Updating Run Configurations
As machine learning projects evolve, configuration structures often change.
The update
method in HydraFlow provides a
powerful way to handle these changes and work with runs from different
periods in your project's lifecycle.
The Configuration Evolution Problem
A common challenge in ML experimentation is dealing with changing configuration schemas:
- You start with a specific configuration structure
- As your project evolves, you add new parameters
- Now you have a mix of old and new runs with different configuration schemas
- You want to analyze all runs together, but filtering becomes problematic
For example, imagine you've been training image models with a fixed aspect ratio, but later decided to parameterize this aspect ratio:
# Old configuration (fixed aspect ratio)
@dataclass
class ModelConfig:
width: int = 256
height: int = 256
# aspect_ratio is implicitly 1:1
# New configuration (parameterized aspect ratio)
@dataclass
class ModelConfig:
width: int = 256
height: int = 256
aspect_ratio: float = 1.0 # New parameter!

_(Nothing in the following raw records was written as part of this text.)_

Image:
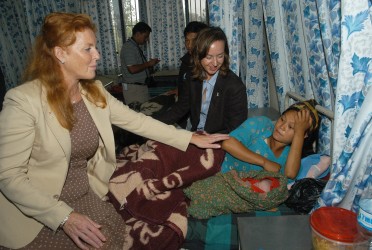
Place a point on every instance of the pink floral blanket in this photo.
(147, 190)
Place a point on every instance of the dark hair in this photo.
(141, 27)
(202, 44)
(313, 131)
(194, 27)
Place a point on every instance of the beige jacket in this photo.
(35, 154)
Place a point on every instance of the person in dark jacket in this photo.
(214, 95)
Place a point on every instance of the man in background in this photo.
(190, 32)
(135, 67)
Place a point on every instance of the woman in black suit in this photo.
(215, 97)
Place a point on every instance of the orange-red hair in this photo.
(59, 29)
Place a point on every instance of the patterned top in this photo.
(252, 134)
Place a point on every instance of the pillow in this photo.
(313, 166)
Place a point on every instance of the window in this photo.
(130, 12)
(196, 10)
(125, 13)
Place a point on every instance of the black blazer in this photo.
(228, 108)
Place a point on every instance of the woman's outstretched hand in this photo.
(83, 231)
(206, 140)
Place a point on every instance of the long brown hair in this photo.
(59, 29)
(202, 44)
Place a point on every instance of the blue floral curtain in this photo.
(21, 21)
(352, 154)
(167, 21)
(242, 21)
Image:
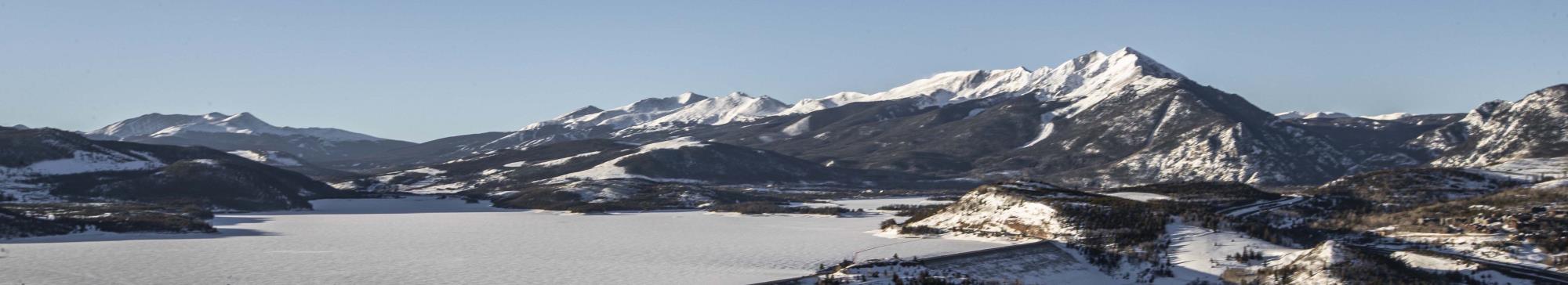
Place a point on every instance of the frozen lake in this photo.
(424, 240)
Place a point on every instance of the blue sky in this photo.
(429, 70)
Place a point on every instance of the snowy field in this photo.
(424, 240)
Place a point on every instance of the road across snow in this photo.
(1265, 206)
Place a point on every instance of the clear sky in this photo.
(429, 70)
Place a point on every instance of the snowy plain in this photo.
(424, 240)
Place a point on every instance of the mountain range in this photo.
(1100, 120)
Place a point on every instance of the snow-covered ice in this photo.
(426, 240)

When you try to filter runs by aspect_ratio
, older runs will lack this
parameter, making consistent analysis difficult.
Using the Update Method
The update
method solves this problem by allowing you to add missing
configuration parameters to runs without altering existing values:
from hydraflow import Run
# Load a mix of old and new runs
runs = Run.load(["old_run_dir", "new_run_dir"])
# Add aspect_ratio to runs that don't have it
for run in runs:
run.update("aspect_ratio", 1.0) # Add default value if missing
# Now you can filter by aspect_ratio
square_runs = runs.filter(aspect_ratio=1.0)
The update
method only adds values if the key doesn't already exist. For runs
that already have an aspect_ratio
parameter, the original value is preserved.
Batch Updates with RunCollection
To simplify updating multiple runs, you can use the
RunCollection.update
method:
# Update all runs at once
runs.update("aspect_ratio", 1.0)
# Now all runs have the aspect_ratio parameter
Dynamic Updates with Callables
You can provide a callable function instead of a fixed value to compute parameters dynamically:
# Calculate aspect_ratio from width and height
def calculate_aspect_ratio(run: Run) -> float:
width = run.get("width", 0) # Use default value if key doesn't exist
height = run.get("height", 0)
if height == 0:
return 1.0
return width / height
# Update with calculated values
runs.update("aspect_ratio", calculate_aspect_ratio)
Updating Multiple Parameters
You can update multiple related parameters at once by using a tuple of keys:
# Update both width and height parameters
runs.update(
("width", "height"),
(640, 480)
)
# Update with calculated values
def calculate_dimensions(run: Run) -> tuple[int, int]:
base_size = run.get("base_size", 256) # Default value if key doesn't exist
return (base_size, base_size)
runs.update(("width", "height"), calculate_dimensions)
Forcing Updates
By default, update
won't modify existing values. To override this behavior,
use the force
parameter:
# Force update even if the parameter already exists
runs.update("aspect_ratio", 1.0, force=True)
Best Practices
-
Add Documentation: Comment your code to explain why updates are needed, especially for future reference.
-
Use Consistent Defaults: When adding missing parameters, use sensible defaults that reflect the implicit values of older runs.
-
Consider Dynamic Updates: When possible, compute missing values from existing parameters to maintain consistency.
-
Update Early: Apply updates early in your analysis pipeline, before filtering or grouping.
Summary
The update
method enables you to work with runs that have evolving
configuration schemas. By adding missing parameters, you can treat old and
new runs uniformly, enabling consistent analysis across your project's
lifetime. This approach provides a form of "duck typing" for run
configurations, allowing you to analyze runs based on their functional
properties rather than their exact structure.